Medications have to be safe for mothers-to-be and for their unborn children. Before the authorities will approve a new drug, it must be tested in animal trials on pregnant rodents and, as a rule, pregnant rabbits. Scientists in the Department of Biosystems Science and Engineering at ETH Zurich in Basel have now developed a test that allows them to examine a drug’s embryotoxicity in cell cultures instead of animals.
The new test does not yet replace the animal trials that are legally required as part of the medication approval process. However, as the new procedure is simple, fast, and inexpensive, researchers will be able to use it in the future to test a large number of drug candidates at an early stage of the development process. Substances that are harmful to embryos will thus be detected early in the drug development process and not only in embryotoxicity studies in animal trials. Because they are so expensive, animal tests are not conducted until much later in the drug development process with only carefully preselected potential drug candidates. As the new test weeds out unsuccessful drug candidates earlier, it may help cutting costs and reducing the number of animal experiments.
Cell culture test with stem cells
The new procedure is an advanced form of the embryonic stem cell test, in which substances are tested in vitro on so-called embryoid bodies. These three-dimensional clumps of cells are formed from embryonic stem cells — in this case, from a mouse — and undergo the first stages of embryonic development over a period of ten days. No viable embryos can be produced from these cells.

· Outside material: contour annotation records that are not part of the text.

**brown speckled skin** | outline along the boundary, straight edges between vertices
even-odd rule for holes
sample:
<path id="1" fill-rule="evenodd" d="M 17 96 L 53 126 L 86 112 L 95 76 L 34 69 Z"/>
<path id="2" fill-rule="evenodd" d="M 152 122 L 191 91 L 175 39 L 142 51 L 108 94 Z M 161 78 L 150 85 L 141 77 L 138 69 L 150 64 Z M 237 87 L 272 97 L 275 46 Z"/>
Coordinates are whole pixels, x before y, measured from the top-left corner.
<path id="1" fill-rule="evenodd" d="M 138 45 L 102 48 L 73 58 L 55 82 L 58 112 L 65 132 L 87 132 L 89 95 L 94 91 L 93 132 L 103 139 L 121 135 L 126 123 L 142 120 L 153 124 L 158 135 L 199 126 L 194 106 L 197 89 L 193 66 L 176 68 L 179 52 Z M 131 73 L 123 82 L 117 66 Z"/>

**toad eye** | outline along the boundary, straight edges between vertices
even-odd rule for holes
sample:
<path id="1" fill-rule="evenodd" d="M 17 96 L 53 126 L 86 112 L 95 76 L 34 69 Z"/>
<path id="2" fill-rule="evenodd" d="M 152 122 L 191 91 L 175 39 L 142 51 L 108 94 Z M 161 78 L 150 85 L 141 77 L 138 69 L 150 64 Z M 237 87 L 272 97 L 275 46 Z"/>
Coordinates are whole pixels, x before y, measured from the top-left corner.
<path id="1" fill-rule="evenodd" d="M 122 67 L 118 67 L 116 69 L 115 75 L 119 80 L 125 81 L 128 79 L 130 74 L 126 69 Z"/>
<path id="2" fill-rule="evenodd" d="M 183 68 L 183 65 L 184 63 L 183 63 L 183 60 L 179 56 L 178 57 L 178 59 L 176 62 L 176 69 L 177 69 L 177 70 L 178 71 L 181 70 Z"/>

Led by ETH Professor Andreas Hierlemann, the research group has now expanded this embryonic stem cell test to include human liver tissue. “There’s a whole host of substances that are not toxic in their original form, but can be transformed into adverse substances by the human metabolism — especially by the liver,” explains Julia Boos, a doctoral student in Hierlemann’s group and lead author of the study, which has been published in the journal Advanced Science. In contrast to the conventional embryonic stem cell test, the newly developed test can detect substances of this nature.
Body on a chip
From beginning to end, the new test takes place in its entirety on a single cell-culture chip, which is equipped with various compartments. The compartments contain microtissue spheres, formed from human liver cells by the ETH spin-off InSphero, and embryoid bodies, grown from mouse stem cells. The liver microtissues and embryoid bodies have a diameter of about half a millimetre and are placed in different compartments, which are connected through microchannels to guarantee a constant liquid exchange between the different groups of cells.
“We’re the first to directly combine liver and embryonic cells in a body-on-a-chip approach,” Boos says. Just as a pregnant woman’s circulatory system links the metabolic processes in her liver with those in her developing embryo, this connected system ensures constant interaction between the liver cells and embryonic cells. “Metabolites created by the liver cells — including metabolites that are stable for just a few minutes — can thus act directly on the embryonic cells,” Boos says. She explains that combining the two in a single chip presents an improvement over other existing in vitro tests, which investigate the metabolisation of substances in the liver separately from the effects that these metabolites have on embryonic cells.
Boos goes on to describe another advantage of the new test: “In contrast to tests on living pregnant mice, in our test, the substances are metabolised by human liver cells — in other words, just as they would be in the human body when the medication is administered.” She points out that this is relevant, as humans and mice have different metabolisms.
Further development for high-throughput testing
The researchers demonstrated the effectiveness of the new test with the help of cyclophosphamide. This chemotherapeutic drug has virtually no effect in its basic form, but the liver transforms it into a substance that is toxic to cells. Two tests were run with cyclophosphamide: one included the newly developed liver/embryoid body test, and the other involved embryoid bodies alone without liver microtissues. What these tests revealed was that a fourfold lower concentration of cyclophosphamide was enough to have an adverse effect on the development of the embryoid bodies when liver tissue was present in the same environment.
Now, the scientists need to refine the test further before it can be applied in drug development. They are paying particular attention to the materials that are used in the test in addition to how well the procedures can be automated. Automation would be necessary if the pharmaceutical industry or other researchers were to be able to deploy the test on a large scale for high-throughput screening of drug candidates. In addition, the scientists wish to develop a test that uses reprogrammed human stem cells (known as iPS cells) instead of mouse stem cells. Then they would have an in vitro test entirely based on human tissue.